Il commento al Vangelo di Natale
“Sono nato debole, dice Dio, perché tu non abbia mai paura. Sono nato nudo, perché tu possa spogliarti delle tue maschere. Sono nato al freddo, perché tu impari a star bene ovunque. Sono nato povero, perché tu non abbia mai a vergognarti di te. Sono nato in una stalla, perché tu smetta di essere complicato. Io sono nato uomo perché tu possa essere Dio” (Jean P. Sartre). Dio si abbassa perché io possa alzare il mio livello. Dio si fa piccolo perché io possa accorgermi di essere grande. Dio si mette in terra perché io possa inciamparmi nel cielo. E a me? E quindi?
L’albero di Natale
La risposta ce la suggerisce l’albero di Natale. Spesso si pensa che sia un simbolo laico. Non è così. Il Presepe nasce con San Francesco d’Assisi a Greccio (1231) ma l’albero c’era prima come custode del mistero. Fin dall’antico Egitto l’abete, verde e rigoglioso quando le altre piante sono spoglie, era simbolo di resistenza e perciò veniva legato a diverse divinità della fecondità. I primi cristiani presero questa densa richiesta di speranza ritrovando la vita nuova tanto attesa nella nascita di Gesù, che iniziava una creazione nuova e una umanità rinnovata.
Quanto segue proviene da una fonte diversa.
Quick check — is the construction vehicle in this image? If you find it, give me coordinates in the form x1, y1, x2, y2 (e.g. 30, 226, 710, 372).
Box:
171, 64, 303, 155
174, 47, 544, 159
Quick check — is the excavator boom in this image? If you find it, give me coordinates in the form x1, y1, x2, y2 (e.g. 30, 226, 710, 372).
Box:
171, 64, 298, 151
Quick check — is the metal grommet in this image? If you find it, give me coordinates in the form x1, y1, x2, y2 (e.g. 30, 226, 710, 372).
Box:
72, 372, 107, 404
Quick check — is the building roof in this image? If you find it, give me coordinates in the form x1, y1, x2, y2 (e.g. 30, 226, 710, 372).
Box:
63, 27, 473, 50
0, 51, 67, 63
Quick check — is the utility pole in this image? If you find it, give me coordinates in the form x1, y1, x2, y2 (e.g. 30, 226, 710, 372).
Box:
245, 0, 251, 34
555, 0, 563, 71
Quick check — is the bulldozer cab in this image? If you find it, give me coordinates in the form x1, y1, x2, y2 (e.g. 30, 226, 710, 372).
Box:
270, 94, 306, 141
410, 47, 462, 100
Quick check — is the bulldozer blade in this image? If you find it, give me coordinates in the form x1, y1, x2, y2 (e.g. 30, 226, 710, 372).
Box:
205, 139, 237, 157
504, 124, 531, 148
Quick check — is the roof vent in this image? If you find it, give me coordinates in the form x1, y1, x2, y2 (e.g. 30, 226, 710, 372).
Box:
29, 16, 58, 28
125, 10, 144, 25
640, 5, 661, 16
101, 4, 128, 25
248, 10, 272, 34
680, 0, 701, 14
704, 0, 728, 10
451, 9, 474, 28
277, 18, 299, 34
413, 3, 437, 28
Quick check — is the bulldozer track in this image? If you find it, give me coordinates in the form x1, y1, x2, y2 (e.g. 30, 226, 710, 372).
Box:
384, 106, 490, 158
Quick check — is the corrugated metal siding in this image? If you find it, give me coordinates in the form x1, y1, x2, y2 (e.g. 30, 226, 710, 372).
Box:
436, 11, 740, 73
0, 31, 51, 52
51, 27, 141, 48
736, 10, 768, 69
Un’antica leggenda identificava l’abete con l’albero della vita al centro del paradiso terrestre in Genesi, narrando che le foglie diventarono aghi appuntiti, senza più fare frutti, quando Adamo ed Eva colsero il frutto del bene e del male, convinti di fare a meno di Dio. Ma da qui ogni cosa si sciupò.
Gesù ribalta tutto
Gesù ribalta tutto: Dio non può fare a meno dell’uomo. E così tutto può ricominciare da capo. Il frutto della discordia che la tradizione raffigura nella mela, che causa vergogna e accusa, diventa pallina rossa che unisce. I rami sterili tornano a germogliare nei colori degli addobbi. Gli aghi che fanno male si fanno dolci golosi da cogliere. Il serpente tentatore viene disinnescato in una striscia sinuosa, oro e argento perché il male può diventare lezione preziosa. Il cielo chiuso minaccioso, si apre ai sogni attaccati alla stella. La terra arida è vinta dai regali che meravigliano infiocchettati: ogni premura è scintilla di Dio, è un astro appoggiato in terra. La quotidianità ci rende pungenti, duri, nodosi, come l’abete. La quotidianità è avvelenata da mele stregate che sono rimorsi, rimpianti, risentimenti, rivendicazioni, rimproveri (comunque c’è sempre chi rompe le palline e rovina tutto). La quotidianità è abitata da serpenti viscidi che stritolano con gelosia, invidia, ira, rancore, prepotenza, frustrazione. La quotidianità ci schiaccia con tanti pesi che chiudono il cielo che sembra non accogliere più invocazioni o imprecazioni. La quotidianità rende dure le zolle dell’orizzonte con la paura.
Un dio che si fa bambino
Un Dio che si fa bambino ribalta tutto, cambia la prospettiva, fa guardare anche le cose più scontate in modo diverso. Un Dio che si fa bambino fa cogliere “nuove” opportunità. Non è solo riuscire a vedere quelle che già ci sono, è di più: è rendersi conto che vali e puoi generare un tuo mondo nuovo. Un Dio che si fa bambino non ha parole, soluzioni, progetti. Nella consapevolezza di avere bisogno degli altri, insegna a godersi ogni istante, accorgendosi della forza della tenerezza. Un Dio che si fa bambino non sa fare niente, sa solo sorridere, ma fa capire che Dio crede in me più di quanto io creda in lui.